Though Opitz loved zoology and biology, he decided to focus on pediatrics.

The transition from zoology to pediatrics is obvious, Optiz said, because pediatrics is zoology of the child. But that's not the reason he landed in that field.

"After we got to Iowa City, my mother was a secretary in the pediatrics department and she said, 'Of course you'll go into pediatrics,' " Opitz said. "And I said, 'yes, ma'am.' "

Personalized care • After graduating from medical school in 1959, Opitz ended up at the University of Wisconsin and began his work defining and documenting genetic syndromes.

By studying the intersection between genetic, evolutionary and developmental factors involved in abnormal human development, he was able to discover at least 50 "Opitz syndromes," said Ed Clark, chairman of the U.'s Department of Pediatrics.
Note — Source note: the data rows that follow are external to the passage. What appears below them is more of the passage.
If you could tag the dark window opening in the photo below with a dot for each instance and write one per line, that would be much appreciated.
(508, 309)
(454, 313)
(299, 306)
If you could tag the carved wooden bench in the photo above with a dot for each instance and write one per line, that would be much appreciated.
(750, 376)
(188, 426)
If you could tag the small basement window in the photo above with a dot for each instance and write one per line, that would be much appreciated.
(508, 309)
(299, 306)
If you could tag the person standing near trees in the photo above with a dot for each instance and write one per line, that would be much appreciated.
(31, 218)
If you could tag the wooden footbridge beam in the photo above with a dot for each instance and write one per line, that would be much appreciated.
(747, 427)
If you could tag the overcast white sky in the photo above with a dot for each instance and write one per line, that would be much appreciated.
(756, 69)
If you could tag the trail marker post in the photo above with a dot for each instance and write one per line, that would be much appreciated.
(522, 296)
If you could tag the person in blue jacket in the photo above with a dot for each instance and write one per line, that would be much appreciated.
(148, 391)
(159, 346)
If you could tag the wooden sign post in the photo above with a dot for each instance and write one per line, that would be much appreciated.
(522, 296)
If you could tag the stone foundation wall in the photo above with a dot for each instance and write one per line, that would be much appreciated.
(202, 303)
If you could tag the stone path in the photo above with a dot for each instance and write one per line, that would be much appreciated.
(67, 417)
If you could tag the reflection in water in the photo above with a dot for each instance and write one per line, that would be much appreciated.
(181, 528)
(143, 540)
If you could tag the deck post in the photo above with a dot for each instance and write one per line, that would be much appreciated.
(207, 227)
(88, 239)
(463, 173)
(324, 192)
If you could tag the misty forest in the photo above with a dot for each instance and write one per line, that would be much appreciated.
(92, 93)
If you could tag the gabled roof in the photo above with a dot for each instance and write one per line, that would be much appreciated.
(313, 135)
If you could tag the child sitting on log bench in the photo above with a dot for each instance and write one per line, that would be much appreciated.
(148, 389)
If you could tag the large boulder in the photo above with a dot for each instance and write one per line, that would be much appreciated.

For example, he identified the Opitz G/BBB syndrome is a condition that can cause physical abnormalities such as heart defects and wide-spaced eyes.

Clark said this work is one of the major reasons he recruited Opitz to the U. in 1996 to be a professor as well as a clinician at Primary Children's Hospital.

"By bringing him into our university," Clark said, "we have a powerful scientist, clinician and scholar to advance our understanding of human genetics."

Opitz's love for history — developed when he learned to read from a history textbook as a young child — helped him in this work, Clark said.

"Because of his scholarly studies of historical information, he has been able to bring the past together with the molecular age in a way that's hard to believe anyone else could," Clark said.

He melds historical insight "together with modern molecular and developmental biology to give a unique understanding of the clinical conditions we deal with in pediatrics."

And for about 20 years, families with these particular conditions came from all over the world to see him.

"We're so fortunate to have him both here at the university in pediatrics and in Utah because he has attracted remarkable people from around the word who come here to work with him," Clark said.

The work stretching across his lifetime has garnered him the Officer's Cross of the Order of Merit of the Federal Republic of Germany, "the highest tribute that Germany can pay to individuals.

It "recognizes those who have had a profound impact on building ties between Germany and other nations," according to the German Missions in the United States website.

Jürgen Spranger, emeritus chairman of pediatrics at the University of Mainz in Germany, nominated Opitz for the award. He met Opitz in 1969 at an International Conference on Birth Defects in Baltimore, he said, and they've remained in contact ever since.

"Gifted with a sharp eye, utter carefulness, bedazzling memory, ability to focus on the essential facet, immense working power and incessant curiosity, he delineated so many new conditions that he had to use his patient's initials to name them," Spranger said. "He used a fine brush to examine his patients. And he used a very fine pen to describe their illnesses."

Opitz no longer is practicing medicine, but Clark said he's keeping Opitz on at the U. to continue studying of the intersection of human development and evolution.

And when he's not doing that, he's spending time in his book-lined study, Darwin screeching at the magpies outside the window.

But don't forget about his dogs and cats, who fiercely guard his books from harm.

"They keep the bookworms out," he said with a laugh.